Only a few of the recent evolutionary changes are obvious to us. Most are well-hidden, driven by genetic pathways we are still discovering. The record of ancient DNA from Europe is at the moment far more detailed than elsewhere in the world, but this is changing rapidly as ancient DNA samples from the Americas, Ethiopia, India, China, and other areas are coming online. We are already learning about the ancestry of these peoples from single genomes. Soon we will be able to look at past gene frequencies to map the history of adaptations that shaped their recent evolutionary history.

Evolving into the future

If there is one common theme in all this recent selection, it is that much of the human diversity we see around us today arose very recently. More than 90 percent of the heritage of every living human comes from sub-Saharan Africa sometime around 100,000 years ago. Fifteen years ago, many geneticists saw this recent common ancestry as evidence that human evolution had mostly drawn to a close. After diverging from our common chimpanzee and bonobo ancestors some 7 million years ago, hominins underwent massive changes in body size, diet, behavior, and brain size. Huge evolutionary innovations marked the beginning of upright walking, tool use, culture, and language. And those changes all happened before 100,000 years ago. (See “Uniquely Human” here.)

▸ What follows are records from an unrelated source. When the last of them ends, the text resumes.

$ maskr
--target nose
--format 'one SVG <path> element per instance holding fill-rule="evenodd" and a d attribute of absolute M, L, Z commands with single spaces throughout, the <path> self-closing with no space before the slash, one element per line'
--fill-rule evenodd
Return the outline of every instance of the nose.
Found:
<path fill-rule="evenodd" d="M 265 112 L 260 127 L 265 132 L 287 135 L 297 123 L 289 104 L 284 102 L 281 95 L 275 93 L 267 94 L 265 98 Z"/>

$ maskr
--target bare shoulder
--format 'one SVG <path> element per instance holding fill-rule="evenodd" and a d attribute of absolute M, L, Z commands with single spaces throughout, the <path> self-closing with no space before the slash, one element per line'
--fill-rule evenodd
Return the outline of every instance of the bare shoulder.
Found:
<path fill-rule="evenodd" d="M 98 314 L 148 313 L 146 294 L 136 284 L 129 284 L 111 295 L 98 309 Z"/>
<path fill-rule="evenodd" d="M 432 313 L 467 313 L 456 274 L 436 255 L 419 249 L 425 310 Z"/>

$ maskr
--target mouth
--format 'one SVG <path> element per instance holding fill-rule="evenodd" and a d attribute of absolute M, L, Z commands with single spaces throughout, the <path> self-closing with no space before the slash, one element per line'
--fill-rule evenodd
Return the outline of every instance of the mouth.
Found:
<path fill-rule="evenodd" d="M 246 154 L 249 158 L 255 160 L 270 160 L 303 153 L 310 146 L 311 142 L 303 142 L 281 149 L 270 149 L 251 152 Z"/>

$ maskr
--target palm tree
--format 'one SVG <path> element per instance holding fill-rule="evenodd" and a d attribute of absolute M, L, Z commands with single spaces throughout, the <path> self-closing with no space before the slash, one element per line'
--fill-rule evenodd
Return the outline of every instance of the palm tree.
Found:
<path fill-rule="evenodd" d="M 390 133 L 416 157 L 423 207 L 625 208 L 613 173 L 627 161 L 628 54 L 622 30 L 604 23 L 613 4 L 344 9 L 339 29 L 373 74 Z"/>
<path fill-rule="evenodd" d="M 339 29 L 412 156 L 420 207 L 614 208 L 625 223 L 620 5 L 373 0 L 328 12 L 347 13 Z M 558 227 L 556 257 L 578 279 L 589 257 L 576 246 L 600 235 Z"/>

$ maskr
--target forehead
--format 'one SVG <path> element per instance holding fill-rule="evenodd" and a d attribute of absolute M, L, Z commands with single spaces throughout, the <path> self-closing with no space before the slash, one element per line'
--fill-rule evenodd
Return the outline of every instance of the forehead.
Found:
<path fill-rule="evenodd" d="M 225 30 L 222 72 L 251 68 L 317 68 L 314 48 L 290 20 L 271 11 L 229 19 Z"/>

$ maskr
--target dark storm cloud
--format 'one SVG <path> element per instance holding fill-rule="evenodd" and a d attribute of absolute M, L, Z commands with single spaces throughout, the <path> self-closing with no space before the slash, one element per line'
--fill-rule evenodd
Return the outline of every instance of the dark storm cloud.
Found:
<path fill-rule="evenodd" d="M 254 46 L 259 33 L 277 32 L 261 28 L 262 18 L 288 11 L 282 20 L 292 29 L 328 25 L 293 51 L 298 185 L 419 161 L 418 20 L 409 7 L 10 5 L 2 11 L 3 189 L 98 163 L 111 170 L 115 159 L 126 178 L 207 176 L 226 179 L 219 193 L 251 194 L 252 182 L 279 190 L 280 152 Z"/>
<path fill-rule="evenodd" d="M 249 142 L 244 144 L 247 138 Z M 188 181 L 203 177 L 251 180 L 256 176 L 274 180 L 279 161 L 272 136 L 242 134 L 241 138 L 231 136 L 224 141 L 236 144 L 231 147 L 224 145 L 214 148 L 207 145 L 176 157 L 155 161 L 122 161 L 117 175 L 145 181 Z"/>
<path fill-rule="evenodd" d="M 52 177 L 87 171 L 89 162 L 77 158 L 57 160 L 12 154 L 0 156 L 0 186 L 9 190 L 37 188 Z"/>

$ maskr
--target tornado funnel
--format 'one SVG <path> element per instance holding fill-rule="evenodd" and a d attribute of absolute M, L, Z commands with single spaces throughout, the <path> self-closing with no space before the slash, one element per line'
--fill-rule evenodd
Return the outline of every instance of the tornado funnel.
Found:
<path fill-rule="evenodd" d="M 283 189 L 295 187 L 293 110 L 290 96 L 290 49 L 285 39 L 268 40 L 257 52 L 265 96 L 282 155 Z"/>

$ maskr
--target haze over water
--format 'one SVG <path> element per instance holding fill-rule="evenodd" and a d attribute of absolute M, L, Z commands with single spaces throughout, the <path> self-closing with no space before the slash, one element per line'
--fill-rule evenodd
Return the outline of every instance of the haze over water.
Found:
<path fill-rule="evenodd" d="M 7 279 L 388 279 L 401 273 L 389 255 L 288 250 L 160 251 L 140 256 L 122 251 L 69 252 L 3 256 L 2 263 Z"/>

With such a dramatic picture from the fossil record, it is understandable that many scientists assumed that the final phases of human prehistory were fairly boring, at least from the Darwinian point of view. Across most of the genome, humans everywhere in the world are very similar to one another, much more so than to chimpanzees or most other kinds of primates. Modern humans vary profoundly in cultures and languages, but those differences are mostly learned, not coded in our genes.

Nevertheless, humans across the globe have been living under very different selective pressures since our sub-Saharan roots. And, in fact, the cultural differences that have emerged appear to have accelerated some kinds of evolutionary changes. The domestication of animals led to the invention of dairying, for example, a new dietary niche in which lactase persistence provided a huge advantage. Clearing tropical lands for planting domesticated crops and keeping water in pots changed human ecology in more-disturbing ways, making new habitats for mosquito species that afflict human populations with yellow fever and malaria and spurring protective changes in red blood cell morphology. Moving into new ecosystems also demanded new adaptations from the growing human population, from lighter pigmentation at high latitudes to maintain vitamin D production to improved oxygen metabolism in peoples living at high altitude.

Natural selection is fickle. Behavior that ensured survival in our ancestors’ environment may not be as advantageous under modern conditions. (See “Our Inner Caveman” here.) New evidence of how the human genome has changed over the last several thousand years points to a series of massive critical evolutionary changes, setting some aspects of our biology clearly apart from that of our forebears.  And we are no doubt continuing to evolve today. 

John Hawks is a paleoanthropologist and professor at the University of Wisconsin–Madison.

References

  1. S.G. Byars et al., “Natural selection in a contemporary human population,” PNAS, 107:1787-92, 2010.
  2. J.P. Beauchamp, “Genetic evidence for natural selection in humans in the contemporary United States,” PNAS, doi:10.1073/pnas.1600398113, 2016.
  3. L.H. Miller  et al., “The resistance factor to Plasmodium vivax in blacks: The Duffy-blood-group genotype, FyFy,” N Engl J Med, 295:302-04, 1976.
  4. J.D. Batchelor et al., “Red blood cell invasion by Plasmodium vivax: Structural basis for DBP engagement of DARC,” PLOS Pathog, 10:e1003869, 2014.
  5. Y. Field et al., “Detection of human adaptation during the past 2,000 years,” BioRxiv, doi:10.1101/052084, 2016.
  6. A. Courtiol et al., “The Demographic transition influences variance in fitness and selection on height and BMI in rural Gambia,” Curr Biol, 23:884-89, 2013.
  7. G. Stulp, L. Barrett, “Evolutionary perspectives on human height variation,” Biol Rev, 91:206-34, 2016.